Ao alinhar as diversas histórias indígenas, cria-se um gênese apócrifo que situa a América além do criacionismo bíblico, evocando tribos diferentes que foram caladas por outros povos. Uma reconquista da identidade da Latino-América, recuperando a mitologia tradicional do local, equilibrando a história oficial dos colonizadores pela história oprimida.
A segunda parte do livro, O Velho Novo Mundo, ocupa a maior parte da narrativa, e parte desde que Colombo avistou as terras do continente e se viu maravilhado com sua vegetação e com a simpatia dos povos, até o final do século 18, com a morte do débil rei Carlos II.
As exuberantes lendas indígenas cedem espaço para uma prosa que se aproxima um pouco da crônica sem perder a poética.

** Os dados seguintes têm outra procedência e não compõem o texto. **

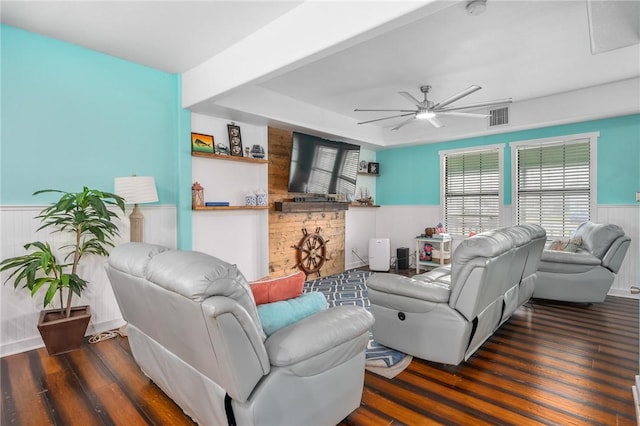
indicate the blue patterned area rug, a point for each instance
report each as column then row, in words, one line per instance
column 349, row 288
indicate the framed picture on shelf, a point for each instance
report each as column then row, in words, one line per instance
column 373, row 168
column 235, row 140
column 202, row 143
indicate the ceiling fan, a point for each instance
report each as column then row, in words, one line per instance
column 427, row 110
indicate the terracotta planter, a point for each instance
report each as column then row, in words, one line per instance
column 61, row 334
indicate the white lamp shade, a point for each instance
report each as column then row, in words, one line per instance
column 136, row 189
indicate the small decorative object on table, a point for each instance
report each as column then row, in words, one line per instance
column 250, row 200
column 365, row 199
column 202, row 143
column 257, row 151
column 197, row 195
column 235, row 140
column 261, row 198
column 430, row 231
column 222, row 149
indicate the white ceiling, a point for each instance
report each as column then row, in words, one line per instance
column 517, row 49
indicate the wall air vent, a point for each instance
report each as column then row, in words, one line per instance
column 499, row 117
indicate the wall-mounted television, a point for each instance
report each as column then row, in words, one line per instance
column 321, row 166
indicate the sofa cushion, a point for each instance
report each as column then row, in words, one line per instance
column 277, row 315
column 198, row 276
column 566, row 244
column 597, row 238
column 277, row 289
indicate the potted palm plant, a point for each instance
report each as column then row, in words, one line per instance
column 86, row 217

Ao contrário do elemento maravilhoso da primeira parte, as viagens de colonização e exploração da América vão carregando-se, pouco a pouco, de um amargor em suas entrelinhas. O deslumbramento romântico de Colombo se dissipa em saques de ouro e prata e nas incursões dos espanhóis para dominar os índios e catequizá-los.
Ciente de que a história das conquistas é ampla, Galeano pontua o ano e o local em que aconteceu cada momento narrado. A narrativa dramatiza as cenas e não poupa o leitor da violência sofrida pelos nativos. A queda da cidade Maia, as bulas do papa afirmando que os índios possuem alma, para situar dois exemplos, agridem pela crueldade de um época que não parecia haver limites para impor a vontade dos dominantes. Acompanhado de cada conto, há as referências originais vindas da pesquisa de Galeano para que o leitor interessado possa ampliar suas leituras com outros materiais e outras fontes além da narrativa.
Na composição entre Literatura e História, o escritor promove um extenso panorama de uma época difícil de ser analisada devido a sua multiplicidade cultural antes das conquistas, e sua violência após estas. Pequenas narrativas de grandes momentos históricos que estigmatizaram grande parte da América e que, ainda hoje, são vistos mais comumente pelos olhos dos homens que carregavam espadas e pilharam as riquezas do local.